Tens of thousands of Detroiters are waiting anxiously for 10 a.m. Tuesday. That’s when they’ll hear from Judge Stephen Rhodes whether the city is eligible for bankruptcy protection, a decision that could affect pensions, city services and healthcare for residents.
Detroit filed for bankruptcy protection July 18, making it the biggest municipality to file for Chapter 9. But it is up to Rhodes, a federal bankruptcy judge, to decide whether the city negotiated in good faith with creditors before applying for Chapter 9, and whether it was truly insolvent.
Most legal experts expect Rhodes to declare that Detroit is eligible for bankruptcy protection.
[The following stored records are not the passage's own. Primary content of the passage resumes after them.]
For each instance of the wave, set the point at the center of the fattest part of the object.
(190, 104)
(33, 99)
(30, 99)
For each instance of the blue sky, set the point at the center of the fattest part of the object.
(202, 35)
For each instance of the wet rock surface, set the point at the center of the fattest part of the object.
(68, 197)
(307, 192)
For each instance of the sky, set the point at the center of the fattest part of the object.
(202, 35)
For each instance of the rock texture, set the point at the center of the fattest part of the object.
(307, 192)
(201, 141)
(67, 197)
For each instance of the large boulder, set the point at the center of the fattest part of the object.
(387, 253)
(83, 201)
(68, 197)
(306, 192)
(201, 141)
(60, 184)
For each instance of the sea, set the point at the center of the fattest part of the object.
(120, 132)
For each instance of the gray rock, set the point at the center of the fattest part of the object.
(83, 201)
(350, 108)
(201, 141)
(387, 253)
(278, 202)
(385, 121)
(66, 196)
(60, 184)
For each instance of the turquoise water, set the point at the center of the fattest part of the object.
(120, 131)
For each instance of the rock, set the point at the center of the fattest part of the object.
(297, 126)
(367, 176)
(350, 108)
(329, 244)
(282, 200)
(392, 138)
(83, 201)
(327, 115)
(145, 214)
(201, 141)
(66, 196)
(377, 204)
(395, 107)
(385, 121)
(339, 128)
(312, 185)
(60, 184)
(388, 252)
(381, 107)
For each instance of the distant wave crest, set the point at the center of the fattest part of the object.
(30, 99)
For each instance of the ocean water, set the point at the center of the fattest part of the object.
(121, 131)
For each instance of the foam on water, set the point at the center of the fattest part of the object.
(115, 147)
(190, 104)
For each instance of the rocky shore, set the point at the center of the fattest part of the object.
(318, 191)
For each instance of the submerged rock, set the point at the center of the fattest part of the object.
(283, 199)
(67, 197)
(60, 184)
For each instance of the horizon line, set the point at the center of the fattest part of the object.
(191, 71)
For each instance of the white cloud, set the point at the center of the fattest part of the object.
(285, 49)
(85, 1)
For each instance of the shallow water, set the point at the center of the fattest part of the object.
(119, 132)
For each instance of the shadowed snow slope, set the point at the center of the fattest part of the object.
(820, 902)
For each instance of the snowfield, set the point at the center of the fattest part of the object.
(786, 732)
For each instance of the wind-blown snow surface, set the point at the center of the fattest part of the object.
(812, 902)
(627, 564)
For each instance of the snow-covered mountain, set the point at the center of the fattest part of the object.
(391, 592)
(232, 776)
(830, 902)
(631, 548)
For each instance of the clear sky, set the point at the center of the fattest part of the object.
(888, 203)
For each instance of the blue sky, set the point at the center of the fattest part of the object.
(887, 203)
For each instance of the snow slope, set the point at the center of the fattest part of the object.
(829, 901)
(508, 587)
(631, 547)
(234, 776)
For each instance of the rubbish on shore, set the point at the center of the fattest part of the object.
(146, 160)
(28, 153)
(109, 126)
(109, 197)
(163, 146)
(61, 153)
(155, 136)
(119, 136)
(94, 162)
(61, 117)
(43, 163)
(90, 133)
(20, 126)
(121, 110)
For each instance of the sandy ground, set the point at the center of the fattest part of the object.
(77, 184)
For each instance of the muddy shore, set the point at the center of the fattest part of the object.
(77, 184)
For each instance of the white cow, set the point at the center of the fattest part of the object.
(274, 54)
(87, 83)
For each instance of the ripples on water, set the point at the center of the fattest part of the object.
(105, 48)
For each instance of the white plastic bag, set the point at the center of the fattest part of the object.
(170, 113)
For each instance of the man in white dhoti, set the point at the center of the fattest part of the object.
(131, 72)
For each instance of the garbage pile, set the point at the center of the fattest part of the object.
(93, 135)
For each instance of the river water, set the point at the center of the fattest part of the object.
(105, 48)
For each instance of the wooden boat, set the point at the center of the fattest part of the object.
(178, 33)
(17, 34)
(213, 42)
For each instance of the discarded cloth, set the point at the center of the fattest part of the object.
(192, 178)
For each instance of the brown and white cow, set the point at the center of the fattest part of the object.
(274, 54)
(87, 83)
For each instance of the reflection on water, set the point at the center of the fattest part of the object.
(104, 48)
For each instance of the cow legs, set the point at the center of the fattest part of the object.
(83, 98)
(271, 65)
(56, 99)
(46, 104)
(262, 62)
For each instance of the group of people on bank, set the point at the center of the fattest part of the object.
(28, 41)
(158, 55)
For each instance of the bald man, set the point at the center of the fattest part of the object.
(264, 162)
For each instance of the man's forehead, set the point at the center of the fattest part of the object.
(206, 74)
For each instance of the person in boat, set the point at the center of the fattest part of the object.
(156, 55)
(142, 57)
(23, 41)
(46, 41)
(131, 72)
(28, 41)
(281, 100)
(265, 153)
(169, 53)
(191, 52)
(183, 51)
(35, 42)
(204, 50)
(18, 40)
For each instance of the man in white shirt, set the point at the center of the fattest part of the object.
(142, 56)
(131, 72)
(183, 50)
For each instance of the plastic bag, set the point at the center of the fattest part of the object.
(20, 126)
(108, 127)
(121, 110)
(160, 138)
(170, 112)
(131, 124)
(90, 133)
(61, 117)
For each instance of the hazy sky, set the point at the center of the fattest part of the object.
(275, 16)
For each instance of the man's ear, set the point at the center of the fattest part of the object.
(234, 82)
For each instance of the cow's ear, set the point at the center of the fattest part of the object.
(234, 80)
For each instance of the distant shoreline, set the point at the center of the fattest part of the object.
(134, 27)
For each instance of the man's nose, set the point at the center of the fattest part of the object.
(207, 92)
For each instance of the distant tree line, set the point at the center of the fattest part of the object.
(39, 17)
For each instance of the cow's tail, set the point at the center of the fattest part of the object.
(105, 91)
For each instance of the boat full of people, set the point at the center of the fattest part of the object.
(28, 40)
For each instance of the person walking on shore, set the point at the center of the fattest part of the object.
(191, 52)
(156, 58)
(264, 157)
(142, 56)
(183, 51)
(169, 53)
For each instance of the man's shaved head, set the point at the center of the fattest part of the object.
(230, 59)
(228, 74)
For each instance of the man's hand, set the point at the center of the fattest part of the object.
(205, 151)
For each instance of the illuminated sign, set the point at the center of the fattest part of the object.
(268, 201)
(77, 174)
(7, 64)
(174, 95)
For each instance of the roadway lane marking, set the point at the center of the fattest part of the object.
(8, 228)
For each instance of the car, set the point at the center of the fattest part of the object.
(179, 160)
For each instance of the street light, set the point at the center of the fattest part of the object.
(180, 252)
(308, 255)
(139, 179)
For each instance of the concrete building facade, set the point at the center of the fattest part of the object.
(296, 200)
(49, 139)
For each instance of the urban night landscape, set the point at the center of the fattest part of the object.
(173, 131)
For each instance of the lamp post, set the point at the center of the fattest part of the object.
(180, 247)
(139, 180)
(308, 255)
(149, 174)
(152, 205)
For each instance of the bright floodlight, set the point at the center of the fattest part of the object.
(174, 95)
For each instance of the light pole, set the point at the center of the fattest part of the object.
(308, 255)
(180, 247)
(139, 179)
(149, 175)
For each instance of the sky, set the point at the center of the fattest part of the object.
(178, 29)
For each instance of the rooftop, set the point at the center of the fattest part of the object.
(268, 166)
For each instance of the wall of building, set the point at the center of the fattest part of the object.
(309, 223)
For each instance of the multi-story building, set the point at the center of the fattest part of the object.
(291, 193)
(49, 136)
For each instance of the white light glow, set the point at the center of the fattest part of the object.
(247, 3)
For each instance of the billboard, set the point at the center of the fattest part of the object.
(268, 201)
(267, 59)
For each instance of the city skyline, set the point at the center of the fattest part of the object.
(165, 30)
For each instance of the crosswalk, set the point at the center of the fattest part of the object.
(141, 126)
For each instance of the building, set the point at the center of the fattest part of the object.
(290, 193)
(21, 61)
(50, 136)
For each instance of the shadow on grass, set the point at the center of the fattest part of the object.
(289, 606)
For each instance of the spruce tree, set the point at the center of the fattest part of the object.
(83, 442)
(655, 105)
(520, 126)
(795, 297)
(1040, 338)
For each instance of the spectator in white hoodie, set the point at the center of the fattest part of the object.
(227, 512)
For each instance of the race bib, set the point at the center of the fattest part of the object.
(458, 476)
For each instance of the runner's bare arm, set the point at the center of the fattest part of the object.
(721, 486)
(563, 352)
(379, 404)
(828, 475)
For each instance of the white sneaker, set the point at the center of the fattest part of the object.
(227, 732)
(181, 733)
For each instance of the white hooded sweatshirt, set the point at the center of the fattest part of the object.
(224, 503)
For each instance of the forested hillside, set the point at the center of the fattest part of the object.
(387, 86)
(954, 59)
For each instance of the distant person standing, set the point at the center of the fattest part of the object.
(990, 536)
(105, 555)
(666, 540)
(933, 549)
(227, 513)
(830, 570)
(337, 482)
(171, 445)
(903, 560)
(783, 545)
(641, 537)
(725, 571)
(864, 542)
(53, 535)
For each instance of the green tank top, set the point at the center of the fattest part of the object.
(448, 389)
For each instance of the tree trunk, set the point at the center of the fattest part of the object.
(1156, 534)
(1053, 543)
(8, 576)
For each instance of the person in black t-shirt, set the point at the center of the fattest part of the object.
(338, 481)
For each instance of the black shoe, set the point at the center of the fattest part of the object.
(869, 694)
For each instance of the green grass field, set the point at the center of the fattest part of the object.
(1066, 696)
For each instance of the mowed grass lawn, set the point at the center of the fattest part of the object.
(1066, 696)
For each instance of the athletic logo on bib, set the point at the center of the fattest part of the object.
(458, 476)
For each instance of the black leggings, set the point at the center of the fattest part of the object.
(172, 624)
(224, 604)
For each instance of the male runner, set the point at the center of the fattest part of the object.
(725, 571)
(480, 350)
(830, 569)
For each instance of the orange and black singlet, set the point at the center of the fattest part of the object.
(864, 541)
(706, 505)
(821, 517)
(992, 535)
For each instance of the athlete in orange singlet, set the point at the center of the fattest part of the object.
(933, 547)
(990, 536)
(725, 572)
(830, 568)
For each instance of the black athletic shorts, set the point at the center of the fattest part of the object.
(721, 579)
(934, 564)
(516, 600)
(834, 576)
Few argue that Detroit is in bad fiscal shape. A June proposal for creditors mapped out the grim details: Property tax revenue had fallen 20% over the last five years, the general fund runs a growing deficit, and the city was not paying pension contributions as they came due. By the time Detroit filed for bankruptcy, officials estimated the city had $18 billion in debt, although a report by former investment banker Wallace Turbeville of the Demos public policy organization called that figure into question.
The more controversial issue is whether the city negotiated in good faith with creditors before filing for Chapter 9. Unions say that Michigan's Republican governor, Rick Snyder, chose an emergency manager for the city with the idea that the manager, Kevyn Orr, would lead Detroit through bankruptcy, thus shirking some pension obligations. They say that they presented the city with some cuts to pension obligations but that the city would not pursue that avenue. Unions also note that Michigan’s Constitution protects pensions, and argue that bankruptcy is unconstitutional.